Apple’s Worldwide Developer Conference (WWDC) is always a big deal, as it gives us a sneak peek at what’s coming for iPhone, iPad, Mac, and Apple Watch. This year, we got a taste of what’s next for iOS 16, iPadOS 16, macOS Ventura, and watchOS 9, as well as a surprise reveal of a redesigned MacBook Air with M2. As you can tell, it was definitely a jam-packed event with a lot of goodies.
While many are swooning over the changes coming in iOS 16, there’s also a lot to love about what we’re getting with iPadOS 16 (and everything else we got from WWDC). In fact, this update is bringing the iPad closer to a laptop replacement than ever before, and perhaps it could potentially be a thing by the time the general release comes out.
We may not have a Calculator app yet, but hey, Weather is finally here!
First things first — we still don’t have a native Calculator app on the iPad, hilariously enough. But after 12 years, we are FINALLY getting Weather on the iPad.

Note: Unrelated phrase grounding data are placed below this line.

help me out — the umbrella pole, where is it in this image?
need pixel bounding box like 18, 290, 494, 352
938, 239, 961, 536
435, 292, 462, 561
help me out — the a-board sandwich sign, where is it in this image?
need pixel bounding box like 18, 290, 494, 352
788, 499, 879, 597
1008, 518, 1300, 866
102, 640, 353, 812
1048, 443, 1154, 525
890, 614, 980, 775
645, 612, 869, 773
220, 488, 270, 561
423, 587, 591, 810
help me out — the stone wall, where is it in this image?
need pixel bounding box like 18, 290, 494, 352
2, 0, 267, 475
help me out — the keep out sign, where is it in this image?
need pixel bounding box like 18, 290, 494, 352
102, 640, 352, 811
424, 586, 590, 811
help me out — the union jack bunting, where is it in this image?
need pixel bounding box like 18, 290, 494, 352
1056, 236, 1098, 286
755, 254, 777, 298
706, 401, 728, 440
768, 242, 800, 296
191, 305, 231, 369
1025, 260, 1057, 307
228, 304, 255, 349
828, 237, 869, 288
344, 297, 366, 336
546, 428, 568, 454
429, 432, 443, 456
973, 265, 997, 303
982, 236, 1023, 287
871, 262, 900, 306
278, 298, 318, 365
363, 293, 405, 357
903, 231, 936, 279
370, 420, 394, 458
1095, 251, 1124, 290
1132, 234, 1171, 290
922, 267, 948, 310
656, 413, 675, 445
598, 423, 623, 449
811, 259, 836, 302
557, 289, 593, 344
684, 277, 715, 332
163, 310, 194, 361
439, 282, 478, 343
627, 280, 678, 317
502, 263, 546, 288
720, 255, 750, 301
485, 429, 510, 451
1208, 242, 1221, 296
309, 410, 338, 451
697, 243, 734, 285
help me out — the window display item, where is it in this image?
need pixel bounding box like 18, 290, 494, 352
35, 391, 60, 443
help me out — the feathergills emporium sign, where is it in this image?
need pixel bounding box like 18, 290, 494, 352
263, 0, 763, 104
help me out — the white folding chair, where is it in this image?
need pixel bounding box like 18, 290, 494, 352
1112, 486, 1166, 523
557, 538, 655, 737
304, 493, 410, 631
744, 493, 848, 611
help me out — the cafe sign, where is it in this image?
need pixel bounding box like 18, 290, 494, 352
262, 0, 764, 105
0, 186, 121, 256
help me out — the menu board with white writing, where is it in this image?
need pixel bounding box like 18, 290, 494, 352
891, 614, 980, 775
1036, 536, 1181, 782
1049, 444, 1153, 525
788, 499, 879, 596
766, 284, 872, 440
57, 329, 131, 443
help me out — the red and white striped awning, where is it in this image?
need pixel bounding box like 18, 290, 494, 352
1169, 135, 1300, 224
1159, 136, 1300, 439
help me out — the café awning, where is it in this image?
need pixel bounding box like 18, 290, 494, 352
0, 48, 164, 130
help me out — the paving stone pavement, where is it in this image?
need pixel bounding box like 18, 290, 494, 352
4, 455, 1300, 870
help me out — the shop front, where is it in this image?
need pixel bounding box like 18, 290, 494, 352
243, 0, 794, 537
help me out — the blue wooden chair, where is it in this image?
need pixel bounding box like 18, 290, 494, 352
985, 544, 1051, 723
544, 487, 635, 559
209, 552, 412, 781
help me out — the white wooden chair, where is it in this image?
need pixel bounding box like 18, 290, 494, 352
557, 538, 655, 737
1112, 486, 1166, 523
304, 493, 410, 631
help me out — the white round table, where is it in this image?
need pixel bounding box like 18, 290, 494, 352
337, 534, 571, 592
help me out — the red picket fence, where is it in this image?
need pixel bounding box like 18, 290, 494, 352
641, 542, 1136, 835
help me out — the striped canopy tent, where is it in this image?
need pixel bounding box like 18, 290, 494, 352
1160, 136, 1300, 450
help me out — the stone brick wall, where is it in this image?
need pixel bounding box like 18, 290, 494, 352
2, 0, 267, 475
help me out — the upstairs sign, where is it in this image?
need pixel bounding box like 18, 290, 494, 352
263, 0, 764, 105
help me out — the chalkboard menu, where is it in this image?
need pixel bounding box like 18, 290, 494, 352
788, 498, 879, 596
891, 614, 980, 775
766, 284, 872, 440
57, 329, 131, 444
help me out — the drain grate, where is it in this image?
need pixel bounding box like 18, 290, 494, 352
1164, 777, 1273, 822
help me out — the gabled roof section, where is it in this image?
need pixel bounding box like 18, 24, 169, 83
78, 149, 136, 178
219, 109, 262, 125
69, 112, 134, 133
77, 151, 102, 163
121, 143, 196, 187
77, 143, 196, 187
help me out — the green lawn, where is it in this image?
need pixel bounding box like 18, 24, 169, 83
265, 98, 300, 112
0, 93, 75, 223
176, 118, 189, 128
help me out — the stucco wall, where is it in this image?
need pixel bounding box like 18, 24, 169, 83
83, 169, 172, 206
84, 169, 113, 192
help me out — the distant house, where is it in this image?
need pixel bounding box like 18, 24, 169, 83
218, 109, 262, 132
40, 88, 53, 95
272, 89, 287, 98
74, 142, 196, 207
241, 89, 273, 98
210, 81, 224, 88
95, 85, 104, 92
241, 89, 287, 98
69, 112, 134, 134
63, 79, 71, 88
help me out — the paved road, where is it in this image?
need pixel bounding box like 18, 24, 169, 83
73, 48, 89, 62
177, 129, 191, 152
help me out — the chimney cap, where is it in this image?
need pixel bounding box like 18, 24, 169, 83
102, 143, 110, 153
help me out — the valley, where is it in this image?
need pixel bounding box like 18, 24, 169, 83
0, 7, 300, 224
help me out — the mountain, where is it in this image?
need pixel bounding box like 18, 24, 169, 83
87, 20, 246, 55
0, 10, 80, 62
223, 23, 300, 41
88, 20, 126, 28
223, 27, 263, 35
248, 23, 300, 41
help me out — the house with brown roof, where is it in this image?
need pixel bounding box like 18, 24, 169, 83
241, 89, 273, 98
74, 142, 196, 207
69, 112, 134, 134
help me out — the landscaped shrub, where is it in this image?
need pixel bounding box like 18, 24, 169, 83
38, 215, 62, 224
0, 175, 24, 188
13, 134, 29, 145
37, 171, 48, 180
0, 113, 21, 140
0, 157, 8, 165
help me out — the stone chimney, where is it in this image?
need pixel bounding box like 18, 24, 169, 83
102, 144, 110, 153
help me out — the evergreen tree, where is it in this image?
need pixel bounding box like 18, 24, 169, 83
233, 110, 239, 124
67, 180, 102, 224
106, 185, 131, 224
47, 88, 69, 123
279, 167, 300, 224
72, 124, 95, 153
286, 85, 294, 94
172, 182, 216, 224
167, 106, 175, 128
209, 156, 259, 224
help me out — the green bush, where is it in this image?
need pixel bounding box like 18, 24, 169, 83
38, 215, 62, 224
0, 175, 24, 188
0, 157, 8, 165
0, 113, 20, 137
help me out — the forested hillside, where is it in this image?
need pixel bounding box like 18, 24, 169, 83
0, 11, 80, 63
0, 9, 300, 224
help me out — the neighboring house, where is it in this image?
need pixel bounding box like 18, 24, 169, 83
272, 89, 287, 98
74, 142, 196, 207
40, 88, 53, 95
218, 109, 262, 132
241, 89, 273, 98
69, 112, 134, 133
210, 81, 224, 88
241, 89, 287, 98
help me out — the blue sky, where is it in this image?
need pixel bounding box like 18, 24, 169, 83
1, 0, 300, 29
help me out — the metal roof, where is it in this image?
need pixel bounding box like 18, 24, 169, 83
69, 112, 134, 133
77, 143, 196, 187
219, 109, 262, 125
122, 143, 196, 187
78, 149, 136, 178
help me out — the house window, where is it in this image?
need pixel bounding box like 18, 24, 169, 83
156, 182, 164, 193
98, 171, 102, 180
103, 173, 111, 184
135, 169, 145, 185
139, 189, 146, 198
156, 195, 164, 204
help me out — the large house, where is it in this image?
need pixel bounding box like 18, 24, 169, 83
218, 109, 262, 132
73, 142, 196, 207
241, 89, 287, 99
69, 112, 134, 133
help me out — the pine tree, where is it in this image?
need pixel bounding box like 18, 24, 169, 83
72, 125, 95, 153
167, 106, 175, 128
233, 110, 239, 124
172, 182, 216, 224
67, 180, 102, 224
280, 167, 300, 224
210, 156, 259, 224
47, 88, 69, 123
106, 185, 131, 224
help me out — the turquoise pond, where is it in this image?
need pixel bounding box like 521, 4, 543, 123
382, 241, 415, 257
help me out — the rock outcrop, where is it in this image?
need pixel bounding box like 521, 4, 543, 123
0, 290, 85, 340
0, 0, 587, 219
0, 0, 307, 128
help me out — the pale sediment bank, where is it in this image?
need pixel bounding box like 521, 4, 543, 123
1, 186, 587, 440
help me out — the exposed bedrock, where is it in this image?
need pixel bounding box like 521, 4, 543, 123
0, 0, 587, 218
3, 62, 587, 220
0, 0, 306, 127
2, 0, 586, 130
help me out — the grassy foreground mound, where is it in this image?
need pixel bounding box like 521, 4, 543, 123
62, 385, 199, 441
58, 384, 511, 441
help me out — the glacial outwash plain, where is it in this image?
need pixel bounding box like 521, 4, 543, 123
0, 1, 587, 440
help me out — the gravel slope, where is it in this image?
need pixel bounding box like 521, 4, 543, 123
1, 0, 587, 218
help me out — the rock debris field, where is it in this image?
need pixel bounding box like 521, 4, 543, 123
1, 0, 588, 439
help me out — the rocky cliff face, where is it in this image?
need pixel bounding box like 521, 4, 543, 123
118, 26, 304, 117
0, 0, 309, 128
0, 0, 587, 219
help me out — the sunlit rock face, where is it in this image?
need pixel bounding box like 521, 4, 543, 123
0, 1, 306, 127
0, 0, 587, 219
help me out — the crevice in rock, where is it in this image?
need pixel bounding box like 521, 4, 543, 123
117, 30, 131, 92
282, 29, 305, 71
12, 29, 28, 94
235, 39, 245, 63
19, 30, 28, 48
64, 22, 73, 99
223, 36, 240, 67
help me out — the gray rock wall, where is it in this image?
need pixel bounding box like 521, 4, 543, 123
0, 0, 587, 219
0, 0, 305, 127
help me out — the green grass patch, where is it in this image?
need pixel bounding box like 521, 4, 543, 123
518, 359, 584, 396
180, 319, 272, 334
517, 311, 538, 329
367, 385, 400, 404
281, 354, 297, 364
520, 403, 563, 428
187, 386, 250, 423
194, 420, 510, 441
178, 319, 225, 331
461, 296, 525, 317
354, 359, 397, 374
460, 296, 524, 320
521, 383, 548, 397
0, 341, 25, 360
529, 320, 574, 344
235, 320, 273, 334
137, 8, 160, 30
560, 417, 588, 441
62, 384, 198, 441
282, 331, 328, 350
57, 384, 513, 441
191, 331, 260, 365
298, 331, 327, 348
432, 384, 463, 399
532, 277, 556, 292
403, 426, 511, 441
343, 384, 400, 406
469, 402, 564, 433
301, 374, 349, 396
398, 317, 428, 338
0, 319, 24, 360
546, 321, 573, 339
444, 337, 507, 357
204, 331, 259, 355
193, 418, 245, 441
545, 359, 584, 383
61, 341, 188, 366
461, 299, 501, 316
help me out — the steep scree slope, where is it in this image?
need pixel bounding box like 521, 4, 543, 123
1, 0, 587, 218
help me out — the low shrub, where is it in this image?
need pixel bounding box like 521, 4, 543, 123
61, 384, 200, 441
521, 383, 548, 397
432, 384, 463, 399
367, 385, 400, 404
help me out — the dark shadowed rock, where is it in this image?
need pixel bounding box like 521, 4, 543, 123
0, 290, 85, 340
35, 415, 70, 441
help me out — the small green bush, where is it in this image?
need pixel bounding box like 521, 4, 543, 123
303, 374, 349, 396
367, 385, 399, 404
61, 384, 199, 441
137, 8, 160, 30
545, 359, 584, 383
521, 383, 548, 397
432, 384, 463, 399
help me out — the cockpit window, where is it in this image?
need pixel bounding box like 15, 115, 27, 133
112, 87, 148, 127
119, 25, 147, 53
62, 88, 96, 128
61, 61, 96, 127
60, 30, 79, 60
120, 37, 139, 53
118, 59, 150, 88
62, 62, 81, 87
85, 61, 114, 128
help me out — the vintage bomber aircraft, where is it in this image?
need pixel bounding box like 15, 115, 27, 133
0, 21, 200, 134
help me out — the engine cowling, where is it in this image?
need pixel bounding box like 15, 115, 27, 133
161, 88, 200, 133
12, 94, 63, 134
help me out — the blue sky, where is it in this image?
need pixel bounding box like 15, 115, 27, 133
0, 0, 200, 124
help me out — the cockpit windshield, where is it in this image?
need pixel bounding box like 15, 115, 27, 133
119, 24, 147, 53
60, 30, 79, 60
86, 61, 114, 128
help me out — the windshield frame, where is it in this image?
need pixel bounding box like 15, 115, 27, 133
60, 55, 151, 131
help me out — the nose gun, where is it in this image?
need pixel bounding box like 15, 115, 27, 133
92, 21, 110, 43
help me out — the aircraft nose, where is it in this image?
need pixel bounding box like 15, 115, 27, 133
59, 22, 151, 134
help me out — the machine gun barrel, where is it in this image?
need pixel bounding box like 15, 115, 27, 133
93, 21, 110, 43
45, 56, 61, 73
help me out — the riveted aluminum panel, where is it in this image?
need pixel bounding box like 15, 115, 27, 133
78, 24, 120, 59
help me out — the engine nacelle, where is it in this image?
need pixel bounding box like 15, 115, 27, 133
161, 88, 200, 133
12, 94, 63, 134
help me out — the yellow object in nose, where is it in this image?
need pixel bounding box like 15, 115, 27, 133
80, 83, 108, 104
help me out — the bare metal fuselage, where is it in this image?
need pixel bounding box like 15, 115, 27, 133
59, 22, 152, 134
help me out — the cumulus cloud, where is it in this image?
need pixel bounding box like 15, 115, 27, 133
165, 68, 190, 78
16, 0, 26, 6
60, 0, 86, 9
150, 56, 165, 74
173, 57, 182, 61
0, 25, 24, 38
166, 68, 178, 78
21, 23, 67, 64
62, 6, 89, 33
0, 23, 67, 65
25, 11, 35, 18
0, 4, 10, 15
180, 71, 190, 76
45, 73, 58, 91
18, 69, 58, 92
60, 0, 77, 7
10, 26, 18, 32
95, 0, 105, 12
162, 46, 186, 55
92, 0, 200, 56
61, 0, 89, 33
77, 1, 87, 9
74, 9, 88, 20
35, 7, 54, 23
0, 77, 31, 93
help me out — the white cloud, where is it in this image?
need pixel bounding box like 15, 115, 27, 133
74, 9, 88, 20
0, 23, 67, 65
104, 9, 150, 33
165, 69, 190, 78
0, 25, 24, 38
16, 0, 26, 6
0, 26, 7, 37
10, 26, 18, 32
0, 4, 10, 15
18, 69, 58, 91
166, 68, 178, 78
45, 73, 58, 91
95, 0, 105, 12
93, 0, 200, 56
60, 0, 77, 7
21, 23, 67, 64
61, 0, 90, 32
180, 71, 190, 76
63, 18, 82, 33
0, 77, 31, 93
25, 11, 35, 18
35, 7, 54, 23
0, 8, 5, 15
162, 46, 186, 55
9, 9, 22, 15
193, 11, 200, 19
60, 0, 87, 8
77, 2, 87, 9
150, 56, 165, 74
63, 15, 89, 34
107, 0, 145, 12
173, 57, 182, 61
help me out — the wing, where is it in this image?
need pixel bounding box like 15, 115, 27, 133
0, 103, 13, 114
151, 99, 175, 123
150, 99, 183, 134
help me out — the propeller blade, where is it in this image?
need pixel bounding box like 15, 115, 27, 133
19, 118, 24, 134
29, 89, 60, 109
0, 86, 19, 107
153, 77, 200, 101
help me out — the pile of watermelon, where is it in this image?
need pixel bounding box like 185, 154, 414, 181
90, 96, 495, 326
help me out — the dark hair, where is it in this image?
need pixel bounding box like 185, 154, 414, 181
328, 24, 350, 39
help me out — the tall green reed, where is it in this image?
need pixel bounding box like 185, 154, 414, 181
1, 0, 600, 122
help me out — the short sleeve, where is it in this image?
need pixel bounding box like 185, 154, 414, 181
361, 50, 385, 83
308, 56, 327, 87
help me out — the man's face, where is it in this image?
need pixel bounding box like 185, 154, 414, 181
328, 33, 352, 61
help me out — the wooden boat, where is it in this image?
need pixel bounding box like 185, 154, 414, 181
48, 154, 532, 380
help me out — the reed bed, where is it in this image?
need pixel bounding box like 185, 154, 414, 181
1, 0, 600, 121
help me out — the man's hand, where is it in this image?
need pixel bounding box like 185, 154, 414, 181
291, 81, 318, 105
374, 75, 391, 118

I mean, it’s not like Weather wasn’t exactly on the iPad before. It was, but only as a widget. With iOS 16, Weather is now a full-fledged app that looks and feels similar to the one we have on our favorite iPhone. This means those gorgeous animations, detailed weather conditions and climate information: all on a large screen
Honestly, it’s shocking that it took 12 years for this to happen. And yet, we still don’t have a calculator. Hopefully, it’s not another 12 years before we see Calculator on iPad.
Stage Manager and external display support boost M1 iPad productivity levels
Stage Manager is the new multitasking interface in iPadOS 16. With Stage Manager, you’ll be able to resize and have overlapping windows. And when you enable the actual Stage Manager feature, the current app that you’re working in can take center stage on your screen.
And things only get even better if you use an external display, which is now fully supported. Previously, external displays would only mirror what was on your iPad screen. But now in iPadOS 16, your iPad wallpaper and Dock will extend to the external display, while your current apps remain on the iPad’s screen. The external display will be able to do things like launch Stage Manager if you move your iPad cursor to the display and launch an app from your iPad’s Dock.
Things may be looking up for iPads to be taken seriously as a work machine.
With Stage Manager and an external display combined, one could have a total of eight apps running at once in iPadOS 16. There are also improvements to desktop-class apps, as well as a new display mode: Display Scaling, and Reference Mode for color-critical workflows.
Compared to how you could only really have three apps on the screen at once before, this is a serious boon for productivity and brings the iPad more in line with a laptop than ever before. I’ve tried to use an iPad exclusively to do work before, and it was so restrictive to the point it was frustrating. But with Stage Manager and full external display support, things may be looking up for iPads to be taken seriously as a work machine.
It’s unfortunate that only M1 iPads will make the most out of iPadOS 16
Source: Luke Filipowicz / iMore
As excited as I am about those powerful productivity features, I’m also very disappointed that only M1 iPads are able to use them. I have a 2020 iPad Pro, which was pretty expensive at the time, and just two years later, I’m locked out of some amazing iPadOS features? Very disappointing.
For those who are wondering, Apple claims that features like Stage Manager need an M1 iPad because of how Virtual Memory Swap works on an M1, which helps speed up multitasking. As of this writing, that means only the 2021 iPad Pros or the iPad Air 5 will receive this update.
When you buy an Apple product, one of the reasons is longevity. The fact that my iPad — which is only two years old at this point — is already “obsolete” enough for new features, is infuriating. I guess I’ll either have to drop some dough for an M1 iPad to try out Stage Manager or just live without it (and probably continue to be locked out of future features). I mean, I get it — Apple is transitioning to M1 for almost everything, but I know I’m not the only one that is annoyed by this.
The future of iPadOS is powered by Apple silicon
Despite my annoyance with the M1 limitation on big features, I am happy to see where iPadOS 16 is going. I’ve lamented before that the best iPad is not a serious work machine because iPadOS is so restricting, but iPadOS 16 is turning the tables. At least in the future, when I finally get an M1 iPad, I know that I can actually be productive with it.